When going over the CEOs review of the business he provided shareholders with some insight into what to expect in the future for the performance of the business as well as the overall strategy going forward. The CEO noted that overseas operations had an incredibly good year, and this is expected to continue given the current order books. Management however have inspiration to place the companys operations and production elsewhere in the world given the fun show put on by the current elected party and thus there is a good chance we expect Argent to start divesting out of South Africa while continue to expand through acquisitions in offshore markets. While majority of the groups revenue came from South Africa (57.78%) compared to offshore markets (42.22%), the profit contribution however was flipped with SA operations contributing 41.91% and the rest of the world contributing 58.09%. Management will continue to examine investment opportunities in the UK that will yield a high ROE while being disciplined on valuation.  Additionally, the share buyback programme will continue which a positive signal as this has been a key driver of HEPS.

 

The cash position of the group remains strong and there is currently R255 million in cash on the balance sheet which is roughly 28% of the market cap of the stock. Debt levels are currently low and can easily by covered by cash. Interesting-bearing liabilities on the balance sheet are only R94.77m. Looking at the statement of other comprehensive income I noted that foreign exchange gains contributed roughly R63m or 21% to overall total comprehensive income. This just goes to show the importance of holding SA Inc companies with foreign operations in times when the rand continues to lose value. A weakening rand however is not a sustainable form of business growth. 

 

Argent continues to be a cash cow with strong free cash flow generation. Free cash flow generated for the period amounted to R184.43m and this places the stock on P/FCF of 4.95.

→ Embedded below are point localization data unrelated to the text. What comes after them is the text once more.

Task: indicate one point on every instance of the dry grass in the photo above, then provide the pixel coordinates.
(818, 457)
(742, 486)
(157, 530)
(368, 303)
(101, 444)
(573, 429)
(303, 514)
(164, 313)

For investors seeking income yields Argent has doubled their dividend from the 2022 to the 2023 financial period. Full year dividend is 95c and the counter has trailing 12-month dividend yield of 5.83%. Argent continues to remain a core position in my portfolio and the 2023 financial results have only strengthened my conviction in the company. Management continues to be astute allocators of capital and focus on not overpaying for acquisitions while returning capital to shareholders in the forms of share buybacks and dividends.